Consider a rigid body in $\mathbb{R}^3$ which is free to rotate in any direction about its center of mass, the latter fixed in space. The configuration manifold for this system $-$ i.e., the manifold comprising all possible orientations of this body relative to a fixed reference orientation $-$ is called $\text{SO}(3)$. Clearly, any particular reorientation of the body with respect to the reference configuration can be specified by a single axis about which to rotate and an angle through which to rotate about this axis. Since axes (i.e. directions) in $\mathbb{R}^3$ can be identified with points on the sphere $\mathbb{S}^2$, and angles can be identified with points on the circle $\mathbb{S}^1$, is $\text{SO}(3)$ globally diffeomorphic to $\mathbb{S}^2 \times \mathbb{S}^1$? If not, are the two manifolds locally diffeomorphic? Justify your response in words.

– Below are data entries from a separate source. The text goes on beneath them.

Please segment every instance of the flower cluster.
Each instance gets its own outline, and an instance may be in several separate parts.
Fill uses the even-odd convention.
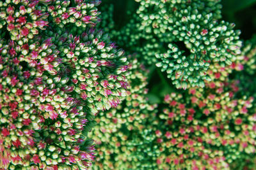
[[[86,169],[95,114],[126,95],[124,50],[102,31],[84,28],[98,20],[99,1],[82,1],[74,13],[69,1],[0,2],[0,168]],[[73,17],[54,22],[65,6],[81,14],[74,17],[84,22],[81,34],[74,34]]]
[[[155,120],[159,168],[229,169],[255,152],[253,98],[237,98],[233,83],[206,85],[165,96],[169,106]]]
[[[211,81],[211,66],[229,66],[241,53],[239,31],[233,30],[234,24],[218,21],[220,1],[136,1],[136,13],[129,12],[130,19],[121,29],[109,27],[111,34],[166,71],[178,89],[203,87],[204,80]],[[111,17],[113,11],[108,13]]]
[[[145,120],[154,114],[156,106],[149,104],[145,97],[147,70],[136,59],[130,57],[132,66],[127,79],[131,85],[123,101],[125,105],[100,112],[95,119],[98,124],[92,135],[98,152],[93,169],[127,169],[141,165],[138,157],[142,154],[137,154],[138,146],[145,145],[147,139],[139,136],[146,128]]]

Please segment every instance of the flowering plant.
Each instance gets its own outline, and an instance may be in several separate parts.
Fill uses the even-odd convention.
[[[256,38],[225,4],[0,1],[0,169],[254,169]]]

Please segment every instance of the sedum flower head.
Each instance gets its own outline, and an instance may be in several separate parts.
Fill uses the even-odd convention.
[[[92,135],[97,136],[94,139],[98,153],[93,169],[126,169],[140,166],[135,153],[138,145],[142,145],[144,141],[137,138],[145,131],[145,120],[154,112],[156,106],[149,104],[145,97],[147,70],[136,59],[130,59],[132,66],[127,79],[131,86],[123,101],[125,105],[107,113],[100,112],[95,119],[98,125]]]
[[[234,83],[215,85],[166,96],[154,124],[159,169],[230,169],[255,153],[253,98],[237,97]]]
[[[125,96],[129,67],[124,50],[93,27],[99,3],[0,3],[1,168],[91,166],[94,146],[87,133],[98,111],[116,107]],[[74,3],[82,25],[54,22]],[[52,6],[57,16],[47,11]]]

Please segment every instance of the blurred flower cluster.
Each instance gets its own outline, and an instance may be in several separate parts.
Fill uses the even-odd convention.
[[[0,1],[0,169],[255,169],[256,36],[221,8]]]
[[[0,168],[91,166],[87,133],[126,95],[129,67],[95,27],[99,3],[0,2]]]

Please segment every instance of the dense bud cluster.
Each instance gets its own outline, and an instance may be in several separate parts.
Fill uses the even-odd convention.
[[[237,98],[234,83],[206,85],[165,96],[169,106],[153,123],[158,169],[230,169],[255,152],[253,99]]]
[[[156,106],[149,104],[145,97],[147,70],[136,59],[130,57],[132,66],[127,79],[131,86],[123,101],[125,105],[100,112],[95,119],[98,125],[93,129],[92,136],[99,148],[93,169],[128,169],[139,168],[141,164],[138,157],[143,155],[139,153],[138,146],[145,145],[147,139],[139,136],[147,130],[145,120],[153,115]]]
[[[86,169],[95,115],[125,96],[124,50],[92,27],[99,2],[82,1],[0,3],[1,168]]]

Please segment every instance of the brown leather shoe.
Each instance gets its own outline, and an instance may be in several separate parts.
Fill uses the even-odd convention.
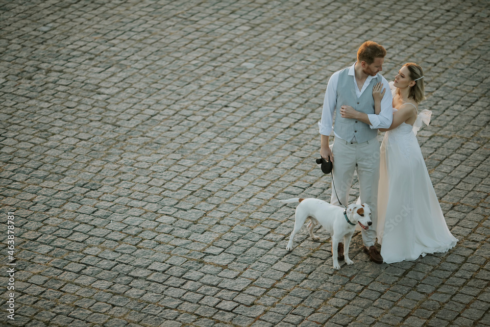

$\text{SO}(3)$ is not globally diffeomorphic to $\mathbb{S}^2 \times \mathbb{S}^1$, however the two manifolds are locally diffeomorphic.

To prove the two manifolds are not globally diffeomorphic, we assume there exists a global diffeomorphism $F$ between the two and come up with a contradiction. A point on $\mathbb{S}^1$ can be identified with a tangent vector at a point in $\mathbb{S}^2$. A point in $\text{SO}(3)$ corresponds to a point in $\mathbb{S}^2 \times \mathbb{S}^1$ via the diffeomorphism $F$. We are identifying this point in $\mathbb{S}^2 \times \mathbb{S}^1$ with a point in $\mathbb{S}^2$ and a tangent vector at that point. Since $F$ is diffeomorphic, we can make this assignment to all points of $\mathbb{S}^2$ such that the $\mathbb{S}^1$ part (the tangent vector) varies smoothly over $\mathbb{S}^2$. We have thus created a smooth non-zero vector field on $\mathbb{S}^2$. However, it is a well-known fact from lectures (and topology) that a smooth non-zero vector field does not exist on $\mathbb{S}^2$. Hence there can be no global diffeomorphism between the two manifolds.

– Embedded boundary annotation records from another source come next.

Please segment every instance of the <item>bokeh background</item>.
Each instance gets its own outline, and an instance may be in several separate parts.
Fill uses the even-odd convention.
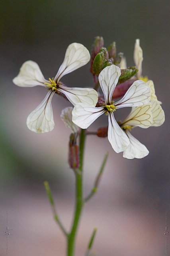
[[[49,182],[67,229],[74,204],[74,174],[67,163],[70,131],[60,118],[69,103],[54,97],[55,129],[35,134],[27,129],[26,118],[47,92],[40,87],[18,87],[12,80],[28,60],[38,63],[45,77],[54,77],[68,44],[80,42],[90,50],[98,35],[106,46],[116,41],[129,66],[134,65],[135,40],[140,39],[143,74],[153,80],[166,120],[160,127],[133,131],[150,151],[141,160],[123,158],[107,138],[87,138],[85,194],[105,152],[109,154],[98,192],[84,208],[76,256],[84,255],[95,226],[93,248],[98,256],[169,255],[170,241],[167,236],[166,249],[164,235],[166,226],[170,229],[169,1],[1,0],[0,8],[0,255],[6,252],[6,212],[14,234],[9,237],[8,255],[65,255],[64,238],[53,220],[43,182]],[[62,81],[68,86],[92,86],[89,70],[88,64]],[[103,126],[105,117],[90,130]]]

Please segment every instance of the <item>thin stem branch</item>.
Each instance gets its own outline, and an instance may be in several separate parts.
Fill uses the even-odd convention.
[[[68,234],[65,230],[63,226],[63,224],[62,224],[60,220],[59,215],[57,214],[57,211],[55,209],[54,201],[49,186],[49,182],[47,181],[45,181],[44,182],[44,184],[45,187],[45,190],[46,190],[47,194],[48,196],[48,197],[49,198],[49,201],[50,203],[51,209],[53,213],[54,219],[57,222],[57,223],[59,225],[59,227],[60,228],[61,231],[63,232],[63,234],[66,236],[67,237]]]
[[[67,239],[67,256],[74,256],[77,229],[84,204],[82,172],[86,130],[81,129],[80,134],[79,172],[74,172],[76,178],[76,206],[73,224]]]
[[[86,132],[86,135],[97,135],[97,132]]]
[[[97,177],[96,178],[95,181],[94,182],[94,187],[92,189],[89,195],[87,197],[86,197],[84,199],[84,201],[85,202],[86,202],[90,198],[91,198],[95,194],[96,194],[96,193],[97,192],[98,190],[98,188],[99,186],[99,182],[100,182],[102,174],[103,173],[103,172],[104,170],[105,165],[106,163],[108,155],[109,155],[109,153],[108,152],[107,152],[104,156],[104,159],[102,164],[102,165],[99,170],[99,172],[98,172],[98,174],[97,176]]]
[[[97,230],[97,228],[95,228],[93,230],[93,232],[90,237],[90,239],[89,242],[88,243],[88,248],[87,248],[87,251],[86,253],[86,256],[89,256],[89,254],[90,252],[90,250],[92,248],[92,246],[93,246],[93,243],[94,242],[94,238],[95,238]]]

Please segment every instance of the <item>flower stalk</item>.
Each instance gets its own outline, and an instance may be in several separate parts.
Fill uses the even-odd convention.
[[[83,197],[83,167],[85,140],[86,130],[82,129],[79,142],[80,172],[74,172],[76,178],[75,209],[72,226],[67,238],[67,256],[74,255],[75,240],[84,202]]]

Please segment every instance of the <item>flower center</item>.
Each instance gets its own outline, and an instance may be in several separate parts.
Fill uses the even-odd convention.
[[[114,112],[115,111],[117,107],[114,105],[106,105],[105,106],[105,109],[107,111],[110,112]]]
[[[57,89],[57,85],[54,80],[54,78],[52,79],[49,78],[49,83],[44,83],[44,84],[46,85],[46,87],[51,89],[52,91],[56,91]]]

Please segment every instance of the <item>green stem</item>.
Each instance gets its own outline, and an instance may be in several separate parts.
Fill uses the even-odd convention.
[[[67,256],[74,256],[76,237],[84,204],[83,197],[83,156],[86,139],[85,130],[81,129],[80,135],[80,172],[75,172],[76,178],[76,206],[71,231],[68,236]]]

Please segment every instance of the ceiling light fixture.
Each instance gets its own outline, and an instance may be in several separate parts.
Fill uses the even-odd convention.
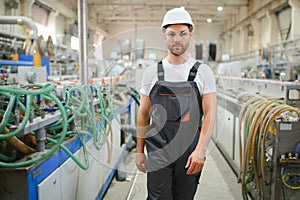
[[[218,7],[217,7],[217,10],[218,10],[218,11],[222,11],[222,10],[223,10],[223,7],[222,7],[222,6],[218,6]]]

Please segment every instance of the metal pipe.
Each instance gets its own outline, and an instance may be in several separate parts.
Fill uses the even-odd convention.
[[[79,66],[80,82],[88,83],[88,52],[87,52],[87,17],[86,0],[78,0],[78,38],[79,38]]]
[[[37,40],[38,39],[38,29],[35,23],[23,16],[0,16],[0,24],[19,24],[25,25],[29,28],[29,38]]]

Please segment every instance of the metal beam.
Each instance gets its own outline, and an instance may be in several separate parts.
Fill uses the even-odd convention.
[[[219,2],[219,1],[211,1],[211,0],[206,0],[206,1],[198,1],[198,2],[161,2],[158,3],[158,1],[155,1],[155,3],[152,3],[150,1],[148,2],[90,2],[88,5],[92,6],[125,6],[125,7],[137,7],[137,6],[170,6],[170,7],[178,7],[178,6],[248,6],[248,0],[230,0],[226,2]]]

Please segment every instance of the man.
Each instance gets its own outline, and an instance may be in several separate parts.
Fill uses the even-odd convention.
[[[136,166],[147,171],[148,199],[193,199],[215,123],[215,81],[187,52],[189,13],[169,10],[161,27],[169,52],[142,78]]]

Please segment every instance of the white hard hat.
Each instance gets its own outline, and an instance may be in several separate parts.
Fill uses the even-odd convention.
[[[189,24],[194,26],[190,14],[184,7],[173,8],[165,14],[161,28],[171,24]]]

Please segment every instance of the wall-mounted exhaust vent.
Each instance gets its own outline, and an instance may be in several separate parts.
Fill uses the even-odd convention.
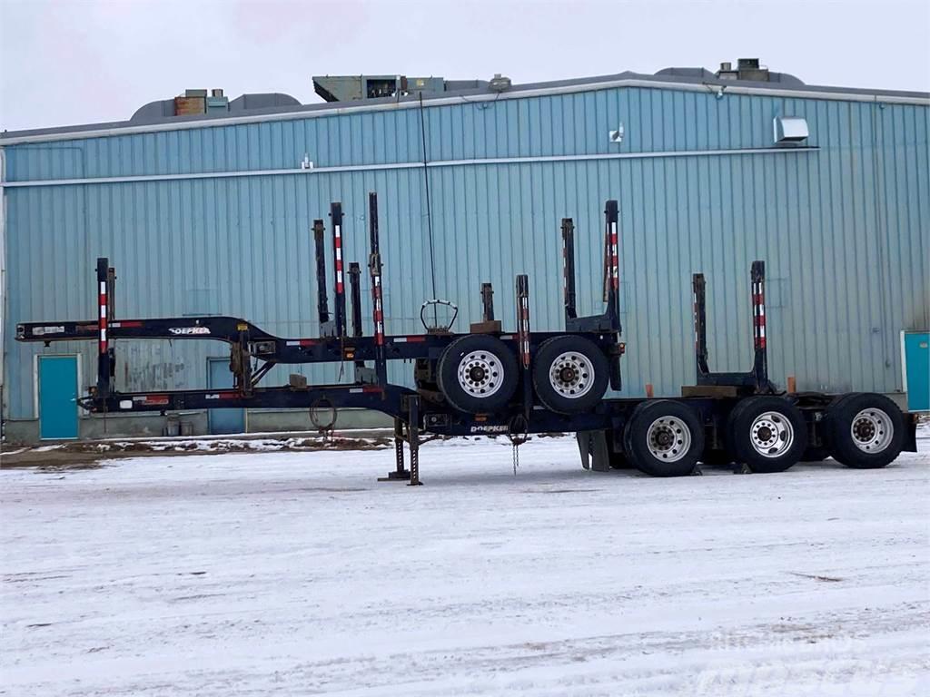
[[[776,145],[800,143],[810,135],[807,119],[800,116],[776,116],[772,120],[772,128]]]
[[[721,80],[751,80],[757,83],[769,81],[768,68],[759,65],[759,59],[739,59],[736,70],[733,70],[733,63],[721,63],[717,77]]]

To show that $\mathbb{S}^2 \times \mathbb{S}^1$ is locally diffeomorphic to $\text{SO}(3)$ , we come up with local diffeomorphism(s) between the two. I give two such local diffeomorphisms.

Since both manifolds are $3$ dimensional, there exists diffeomorphisms $f$, $g$ and $h$, such that:

\begin{align} f: & ~ \text{SO}(3) \rightarrow \text{D} \subseteq \mathbb{R}^3 \\ g: & ~ \mathbb{S}^2 \times \mathbb{S}^1 \rightarrow \text{E} \subseteq \mathbb{R}^3 \\ h: & ~ \text{D} \rightarrow \text{E} \end{align}

Then the required local diffeomorphism is $f \circ g \circ h^{-1}$ .

Another local diffeomorphism, $m$ can be constructed as suggested by the question. A point in $\text{SO}(3)$ is identified with a point on $\mathbb{S}^2$ (the axis) and a point on $\mathbb{S}^1$ (the ‘anti-clockwise’ rotation. The direction of rotation has to be specified for $m$ to be a well-defined map). This map is not globally 1-1, as the rotation by angle $\theta$ about axis $\hat{n}$ is the same as rotation by $\left(2\pi - \theta\right)$ about $-\hat{n}$. This map is locally 1-1 and onto, and as we ‘move’ smoothly over the points of one manifold, we also move smoothly over the second.

Scott's content with this explanation, and with the idea that any two manifolds of the same dimension (by our classroom definition) are locally diffeomorphic, but the discussion below is interesting…


I'm not convinced that they are locally diffeomorphic. Your first example of such a diffeomorphism implies that any pair of n-dimensional manifolds are locally diffeomorphic; is that true? Well, it's already known that for two manifolds to be locally diffeomorphic they must have the same dimension. So your claim would boil down to manifolds are locally diffeomorphic if and only if they have the same dimension. Granted, I can't come up with any obvious counter examples - but you can understand my reluctance.

Your second example may also be flawed. It seems to me that the suggested mapping has trouble near $\theta = 0$. Specifically, let $f$ be the suggested mapping from $\mathbb{S}^2 \times \mathbb{S}^1 \to SO(3)$. Consider an open ball $U$ around the point $(\hat{n}, 0)$. Note that no matter how small you make $U$, it will contain an infinitude of Identity matrices. In other words, under this map there is no local surjection from $\mathbb{S}^2 \times \mathbb{S}^1$ to $SO(3)$ at $(\hat{n}, 0)$.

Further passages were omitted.